The halogens react with metals to produce salts (the word 'halogen' means 'salt former'). For example, chlorine reacts with sodium:
sodium + chlorine → sodium chloride
2Na(s) + Cl2(g) → 2NaCl(s)
Sodium and chlorine react vigorously when heated, giving an orange flame and clouds of white sodium chloride.
The halogens become less reactive going down group 7. The reaction of sodium with fluorine will be more vigorous than the reaction between sodium and chlorine.
Write a balanced equation for the reaction of potassium with bromine to produce solid potassium bromide, KBr. Include state symbols.
2K(s) + Br2(l) → 2KBr(s)
The halogens also react with other metals, such as iron.

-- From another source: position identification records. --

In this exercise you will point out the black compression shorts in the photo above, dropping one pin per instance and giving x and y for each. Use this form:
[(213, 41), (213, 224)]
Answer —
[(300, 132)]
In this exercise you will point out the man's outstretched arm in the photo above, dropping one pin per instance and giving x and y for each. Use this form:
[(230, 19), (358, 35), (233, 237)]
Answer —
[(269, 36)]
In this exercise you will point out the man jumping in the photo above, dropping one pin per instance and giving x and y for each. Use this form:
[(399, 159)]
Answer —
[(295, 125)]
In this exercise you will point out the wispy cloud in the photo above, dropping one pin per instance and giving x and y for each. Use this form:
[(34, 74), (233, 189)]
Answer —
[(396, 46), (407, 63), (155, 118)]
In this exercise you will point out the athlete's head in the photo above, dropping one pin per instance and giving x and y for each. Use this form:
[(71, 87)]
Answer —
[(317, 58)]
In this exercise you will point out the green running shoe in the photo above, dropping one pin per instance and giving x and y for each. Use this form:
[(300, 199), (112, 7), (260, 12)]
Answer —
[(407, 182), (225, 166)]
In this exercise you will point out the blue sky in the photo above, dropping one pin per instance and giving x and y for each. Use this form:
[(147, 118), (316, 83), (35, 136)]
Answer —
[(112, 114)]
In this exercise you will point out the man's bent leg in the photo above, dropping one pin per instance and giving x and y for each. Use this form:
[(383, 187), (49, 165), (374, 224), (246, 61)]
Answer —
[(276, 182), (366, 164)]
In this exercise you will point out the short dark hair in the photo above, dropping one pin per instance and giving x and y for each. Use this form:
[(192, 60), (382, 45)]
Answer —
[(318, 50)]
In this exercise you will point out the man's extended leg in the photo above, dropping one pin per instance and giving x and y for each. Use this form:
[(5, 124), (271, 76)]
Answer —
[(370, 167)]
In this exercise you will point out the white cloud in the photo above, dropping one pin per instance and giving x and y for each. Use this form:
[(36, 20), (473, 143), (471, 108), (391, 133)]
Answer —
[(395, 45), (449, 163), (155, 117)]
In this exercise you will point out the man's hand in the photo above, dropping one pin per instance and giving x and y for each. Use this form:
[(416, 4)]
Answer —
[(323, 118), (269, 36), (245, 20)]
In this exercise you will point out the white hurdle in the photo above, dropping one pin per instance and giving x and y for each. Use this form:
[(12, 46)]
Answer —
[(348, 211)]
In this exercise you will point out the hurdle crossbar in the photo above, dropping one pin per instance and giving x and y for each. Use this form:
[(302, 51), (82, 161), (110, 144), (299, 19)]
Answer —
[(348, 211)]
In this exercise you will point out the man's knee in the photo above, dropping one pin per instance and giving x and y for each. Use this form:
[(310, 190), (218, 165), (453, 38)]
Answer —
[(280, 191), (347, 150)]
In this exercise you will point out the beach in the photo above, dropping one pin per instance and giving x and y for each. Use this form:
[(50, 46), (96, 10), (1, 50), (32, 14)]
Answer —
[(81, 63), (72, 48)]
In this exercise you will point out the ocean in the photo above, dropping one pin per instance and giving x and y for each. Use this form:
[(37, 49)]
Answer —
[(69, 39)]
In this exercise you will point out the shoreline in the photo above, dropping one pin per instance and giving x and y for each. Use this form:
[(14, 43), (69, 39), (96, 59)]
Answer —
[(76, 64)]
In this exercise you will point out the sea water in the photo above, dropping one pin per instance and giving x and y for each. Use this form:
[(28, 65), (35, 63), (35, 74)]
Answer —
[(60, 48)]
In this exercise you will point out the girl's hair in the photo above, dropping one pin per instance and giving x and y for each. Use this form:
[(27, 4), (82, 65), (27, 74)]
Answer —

The table describes what is seen when halogens react with iron wool.
|Fluorine||Cold iron wool burns to produce white iron(III) fluoride|
|Chlorine||Hot iron wool burns vigorously to produce orange-brown iron(III) chloride|
|Bromine||Hot iron wool burns quickly to produce red-brown iron(III) bromide|
|Iodine||Hot iron wool reacts slowly in iodine vapour to produce grey iron(II) iodide|
Write a balanced equation for the reaction of iron with chlorine to produce solid iron(III) chloride, FeCl3. Include state symbols.
2Fe(s) + 3Cl2(g) → 2FeCl3(s)
Damp litmus paper is bleached white when it is placed in chlorine. If damp blue litmus paper is used, the paper turns red then white.